Brown: consumer protections, protectors need to remain in place

As we look back on 2016, there is little argument that this year’s election will go down in history as a collective call for change of some kind.

The danger is in allowing politicians to twist that desire for change toward their own political, ideological and financial ends.

Diane E. Brown

The political agenda recently announced by leadership of the U.S. House of Representatives Financial Services Committee, which Arizona Representatives David Schweikert, a republican, and Kyrsten Sinema, a democrat both sit on, is a classic case in point.

The leader of that panel has declared as priorities both dismantling the Consumer Financial Protection Bureau and blocking a nearly complete rule from the CFPB that is designed to rein in the worst abuses of payday lenders.

The agenda of dismantling the Dodd-Frank Wall Street Reform and Consumer Protection Act is not likely to be popular – let alone wise.

Indeed, quite the opposite.

The CFPB was created by Congress after the economic collapse to serve as a watchdog for consumers and reduce the risk of another collapse. The fact is people like the CFPB, according to all available public opinion polling, and for good reason.

Since its inception, the CFPB’s successes for consumers include the following:

  • The CFPB has already returned nearly $12 billion to over 27 million consumers who had been victims of one predatory scam or another.
  • Among the CFPB’s numerous actions is a record $100 million penalty and consumer restitution against Wells Fargo for millions of fake, fraudulent consumer accounts created by its employees to meet sales goals.
  • The CFPB’s website hosts a complaint database that has processed over one million complaints, and the website provides educational resources to help consumers make important financial decisions.

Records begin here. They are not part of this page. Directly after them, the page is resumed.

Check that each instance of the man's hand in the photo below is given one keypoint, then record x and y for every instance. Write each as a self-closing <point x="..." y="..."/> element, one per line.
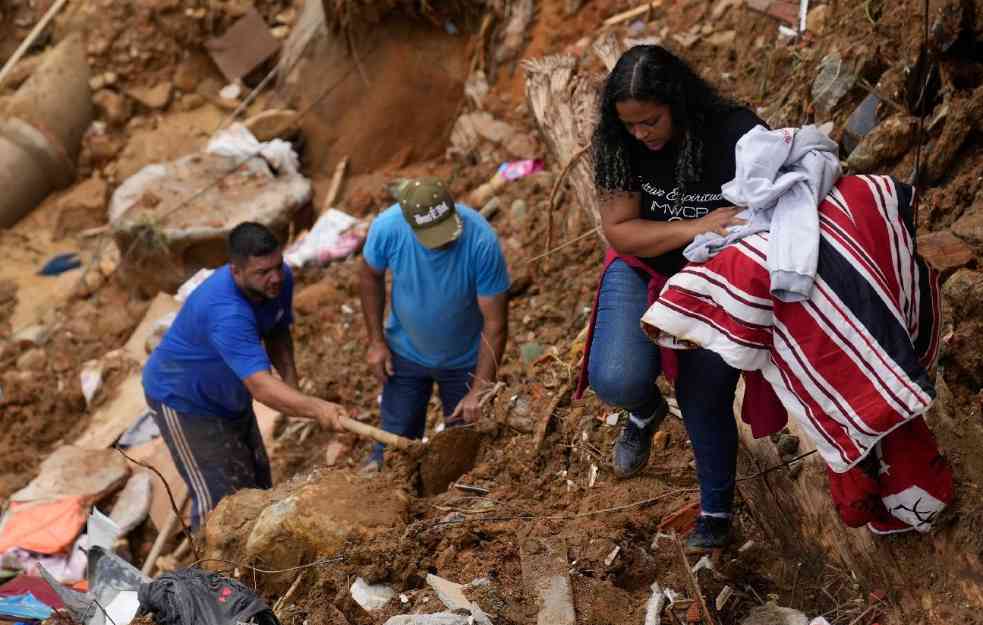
<point x="329" y="415"/>
<point x="381" y="361"/>
<point x="468" y="409"/>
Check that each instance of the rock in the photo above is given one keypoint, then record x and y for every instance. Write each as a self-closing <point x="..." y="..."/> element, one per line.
<point x="438" y="618"/>
<point x="816" y="19"/>
<point x="190" y="234"/>
<point x="944" y="251"/>
<point x="82" y="208"/>
<point x="154" y="98"/>
<point x="832" y="83"/>
<point x="274" y="124"/>
<point x="112" y="107"/>
<point x="969" y="227"/>
<point x="371" y="597"/>
<point x="885" y="143"/>
<point x="771" y="614"/>
<point x="964" y="115"/>
<point x="452" y="596"/>
<point x="861" y="122"/>
<point x="723" y="39"/>
<point x="33" y="359"/>
<point x="75" y="472"/>
<point x="322" y="516"/>
<point x="530" y="352"/>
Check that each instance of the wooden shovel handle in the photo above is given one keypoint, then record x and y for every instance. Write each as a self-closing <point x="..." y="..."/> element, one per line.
<point x="367" y="431"/>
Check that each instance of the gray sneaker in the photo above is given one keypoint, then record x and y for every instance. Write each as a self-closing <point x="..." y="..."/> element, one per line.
<point x="632" y="449"/>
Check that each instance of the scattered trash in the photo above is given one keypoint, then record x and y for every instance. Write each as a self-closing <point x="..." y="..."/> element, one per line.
<point x="608" y="561"/>
<point x="133" y="503"/>
<point x="238" y="144"/>
<point x="143" y="430"/>
<point x="832" y="83"/>
<point x="335" y="235"/>
<point x="772" y="614"/>
<point x="243" y="47"/>
<point x="194" y="596"/>
<point x="438" y="618"/>
<point x="60" y="264"/>
<point x="530" y="352"/>
<point x="91" y="380"/>
<point x="452" y="596"/>
<point x="371" y="597"/>
<point x="112" y="598"/>
<point x="24" y="607"/>
<point x="43" y="527"/>
<point x="703" y="563"/>
<point x="23" y="584"/>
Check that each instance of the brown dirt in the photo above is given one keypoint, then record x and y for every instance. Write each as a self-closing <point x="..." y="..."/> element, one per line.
<point x="387" y="128"/>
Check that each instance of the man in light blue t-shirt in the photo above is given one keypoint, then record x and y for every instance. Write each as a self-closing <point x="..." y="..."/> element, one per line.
<point x="449" y="317"/>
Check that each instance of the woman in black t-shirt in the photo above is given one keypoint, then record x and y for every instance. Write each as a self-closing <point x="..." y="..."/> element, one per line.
<point x="663" y="147"/>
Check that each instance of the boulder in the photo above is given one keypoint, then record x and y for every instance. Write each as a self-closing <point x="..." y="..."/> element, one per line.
<point x="315" y="519"/>
<point x="885" y="143"/>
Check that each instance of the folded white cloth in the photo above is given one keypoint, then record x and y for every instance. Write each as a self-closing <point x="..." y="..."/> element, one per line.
<point x="781" y="177"/>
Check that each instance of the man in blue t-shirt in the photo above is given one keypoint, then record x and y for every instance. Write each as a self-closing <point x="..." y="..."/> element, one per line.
<point x="218" y="356"/>
<point x="449" y="317"/>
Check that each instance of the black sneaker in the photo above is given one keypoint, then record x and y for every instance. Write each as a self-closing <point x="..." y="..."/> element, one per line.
<point x="710" y="533"/>
<point x="632" y="449"/>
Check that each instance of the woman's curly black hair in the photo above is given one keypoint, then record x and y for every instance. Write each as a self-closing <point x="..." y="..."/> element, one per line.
<point x="651" y="73"/>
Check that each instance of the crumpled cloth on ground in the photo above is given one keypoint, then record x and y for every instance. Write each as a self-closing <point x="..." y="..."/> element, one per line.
<point x="781" y="177"/>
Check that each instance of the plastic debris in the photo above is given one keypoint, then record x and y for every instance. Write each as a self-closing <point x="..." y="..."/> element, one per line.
<point x="371" y="597"/>
<point x="335" y="235"/>
<point x="24" y="606"/>
<point x="60" y="264"/>
<point x="653" y="608"/>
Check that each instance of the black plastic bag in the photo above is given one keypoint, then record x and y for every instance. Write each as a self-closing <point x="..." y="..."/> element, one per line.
<point x="197" y="597"/>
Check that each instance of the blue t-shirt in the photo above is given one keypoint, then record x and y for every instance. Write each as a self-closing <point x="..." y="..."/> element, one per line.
<point x="213" y="345"/>
<point x="435" y="320"/>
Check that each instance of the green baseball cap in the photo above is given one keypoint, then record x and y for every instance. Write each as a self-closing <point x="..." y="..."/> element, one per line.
<point x="430" y="211"/>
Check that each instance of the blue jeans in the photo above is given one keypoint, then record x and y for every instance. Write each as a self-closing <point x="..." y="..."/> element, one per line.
<point x="406" y="394"/>
<point x="623" y="367"/>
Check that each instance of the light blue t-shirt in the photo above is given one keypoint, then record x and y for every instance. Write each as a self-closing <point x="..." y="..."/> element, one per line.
<point x="214" y="344"/>
<point x="435" y="320"/>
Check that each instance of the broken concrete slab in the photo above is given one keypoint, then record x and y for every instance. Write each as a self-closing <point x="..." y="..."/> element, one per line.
<point x="41" y="132"/>
<point x="546" y="577"/>
<point x="944" y="251"/>
<point x="243" y="47"/>
<point x="75" y="472"/>
<point x="173" y="219"/>
<point x="452" y="596"/>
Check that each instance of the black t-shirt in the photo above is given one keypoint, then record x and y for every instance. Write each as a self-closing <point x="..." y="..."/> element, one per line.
<point x="656" y="179"/>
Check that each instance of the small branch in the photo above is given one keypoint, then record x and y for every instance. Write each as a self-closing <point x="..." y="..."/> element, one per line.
<point x="693" y="582"/>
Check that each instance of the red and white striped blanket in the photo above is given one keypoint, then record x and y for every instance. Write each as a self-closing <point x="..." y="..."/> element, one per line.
<point x="849" y="364"/>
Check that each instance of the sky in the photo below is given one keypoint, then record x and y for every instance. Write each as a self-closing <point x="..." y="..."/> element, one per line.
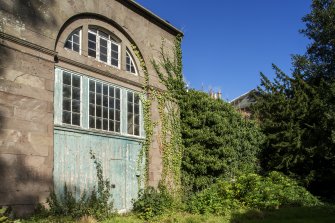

Yet, despite public support and a strong track record, Wall Street banks, financial companies and their cronies in Congress are calling for change to the CFPB’s configuration – a thinly veiled attempt to gut its power.

Financial services industries have supported legislation that would change the CFPB’s leadership structure and oversight authority opening it up to gridlock or corruption and that would starve the agency by changing its funding source.

Repealing or dramatically altering a law that protects average Americans against the excesses of a financial industry run amok is likely to strike many voters as the ultimate example of a rigged system.

As we head into 2017, we urge members of Arizona’s Congressional delegation, starting with U.S. House of Representatives David Schweikert and Kyrsten Sinema as members of the Financial Services Committee, to side with Arizona consumers and keep the CFPB intact.

Editor’s Note: Diane E. Brown is the executive director of the Arizona Public Interest Research Group.